Service providers are subject to a general obligation to comply with all relevant law and guidance, as well as relevant standards depending on the asset class – for example, NHS requirements.

To the extent that the coronavirus outbreak becomes more severe and, as a result, there is a qualifying change in law/relevant change in law or change in the relevant standards, the ProjectCo will be able to seek relief under the terms of the project agreement.

Options available to the local authority


Authorities can use the change mechanism in the project agreement to request that services are reduced or performed differently, or that additional services, such as cleansing, are required. The change mechanism would allow the ProjectCo to request relief and compensation.

Step-in rights

Most project agreements allow the authority to step in if there is "an immediate and serious threat to the health and safety of any user of the facilities" or "to prevent or address material interruption in the provision of one or more of the services".

The ProjectCo should not be penalised provided that the step in has not arisen as a result of its breach.


Where an 'emergency' arises, the authority can instruct the ProjectCo to procure additional or alternative services to ensure that the emergency is dealt with and the normal operation of the facilities returns. The additional cost of this will be met by the authority and no deductions are applied. An emergency is an event which threatens to cause death or injury or serious disruption to the lives of a number of people and which is effectively beyond the capacity of the emergency services, or which prevents the services operating under normal circumstances and requires the mobilisation and organisation of the emergency services.

General issues

Health and safety

See our Out-Law Guide: Coronavirus: UK health and safety obligations.

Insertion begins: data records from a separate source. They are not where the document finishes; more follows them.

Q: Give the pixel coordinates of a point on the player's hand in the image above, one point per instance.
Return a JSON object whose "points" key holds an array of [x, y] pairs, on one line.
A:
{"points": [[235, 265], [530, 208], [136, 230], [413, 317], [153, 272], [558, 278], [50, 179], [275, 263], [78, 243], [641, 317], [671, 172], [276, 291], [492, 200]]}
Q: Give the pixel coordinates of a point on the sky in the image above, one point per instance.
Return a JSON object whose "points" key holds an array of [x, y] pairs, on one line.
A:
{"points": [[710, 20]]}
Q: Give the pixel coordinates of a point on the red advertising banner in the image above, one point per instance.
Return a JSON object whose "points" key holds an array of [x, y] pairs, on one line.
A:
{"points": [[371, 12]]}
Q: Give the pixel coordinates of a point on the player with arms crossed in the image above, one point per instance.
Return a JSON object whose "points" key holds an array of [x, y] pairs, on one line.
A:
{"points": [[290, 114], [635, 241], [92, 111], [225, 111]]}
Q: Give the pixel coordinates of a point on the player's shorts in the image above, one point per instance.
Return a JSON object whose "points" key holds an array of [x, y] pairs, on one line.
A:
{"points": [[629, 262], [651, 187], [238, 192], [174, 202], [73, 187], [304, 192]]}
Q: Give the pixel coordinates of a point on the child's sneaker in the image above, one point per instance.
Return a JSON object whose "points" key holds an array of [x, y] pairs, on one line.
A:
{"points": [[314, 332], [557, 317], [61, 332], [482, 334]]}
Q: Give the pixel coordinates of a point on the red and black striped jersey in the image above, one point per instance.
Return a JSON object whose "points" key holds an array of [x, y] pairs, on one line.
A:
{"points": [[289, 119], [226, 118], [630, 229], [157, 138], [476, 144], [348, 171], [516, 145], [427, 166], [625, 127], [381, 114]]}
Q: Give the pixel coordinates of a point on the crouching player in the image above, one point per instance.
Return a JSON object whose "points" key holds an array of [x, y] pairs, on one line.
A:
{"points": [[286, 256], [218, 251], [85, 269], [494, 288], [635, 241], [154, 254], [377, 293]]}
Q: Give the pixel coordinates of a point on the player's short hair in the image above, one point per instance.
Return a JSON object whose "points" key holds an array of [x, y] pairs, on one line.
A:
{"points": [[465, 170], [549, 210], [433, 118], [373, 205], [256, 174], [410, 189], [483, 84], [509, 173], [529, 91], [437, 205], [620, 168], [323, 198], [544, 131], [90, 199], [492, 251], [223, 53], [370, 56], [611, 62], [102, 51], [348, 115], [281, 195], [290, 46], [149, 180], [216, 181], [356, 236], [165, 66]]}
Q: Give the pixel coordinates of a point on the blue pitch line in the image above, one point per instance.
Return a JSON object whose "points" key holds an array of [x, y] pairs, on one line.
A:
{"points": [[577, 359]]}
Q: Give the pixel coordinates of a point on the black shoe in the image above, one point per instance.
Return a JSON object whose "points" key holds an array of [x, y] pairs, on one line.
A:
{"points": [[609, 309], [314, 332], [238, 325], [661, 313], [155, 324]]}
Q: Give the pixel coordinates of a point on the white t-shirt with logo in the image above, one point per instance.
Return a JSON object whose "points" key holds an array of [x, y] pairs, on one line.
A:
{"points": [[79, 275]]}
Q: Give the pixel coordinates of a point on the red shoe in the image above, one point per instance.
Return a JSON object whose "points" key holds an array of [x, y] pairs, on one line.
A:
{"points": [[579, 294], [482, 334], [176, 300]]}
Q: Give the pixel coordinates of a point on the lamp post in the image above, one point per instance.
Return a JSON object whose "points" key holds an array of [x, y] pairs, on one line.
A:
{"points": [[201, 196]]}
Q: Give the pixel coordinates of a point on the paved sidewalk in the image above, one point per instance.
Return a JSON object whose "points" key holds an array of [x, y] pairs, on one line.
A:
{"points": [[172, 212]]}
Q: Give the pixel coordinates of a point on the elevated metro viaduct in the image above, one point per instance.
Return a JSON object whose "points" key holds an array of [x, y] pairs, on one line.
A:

ProjectCos should be considering their employees who may be exposed to health risks, and also seeking confirmation from their various service providers that they too have put in the appropriate protections.


Project insurance is unlikely to be useful other than in relation to deep clean type activities. It is highly unlikely that any business interruption policies will cover coronavirus-related losses as they typically require physical damage.


Frustration operates automatically by operation of law and discharges parties from further performance of a contract in extreme circumstances, where it would be unfair to continue holding the parties to their bargain under the contract. However, frustration is a high test and is rarely applicable. It also provides a drastic outcome of automatic termination, without party choice or control.

The expected effects of Covid-19 are unlikely to frustrate a long-term contract for services under a project agreement. An example of how the contract may be frustrated would be where it is impossible for ProjectCo to perform the contract because the authority has revoked, or has had revoked, all of its delegated powers. It is difficult to predict this outcome at this stage, but it should be noted in the event that the authority is required to take drastic action due to emergency laws being put in place.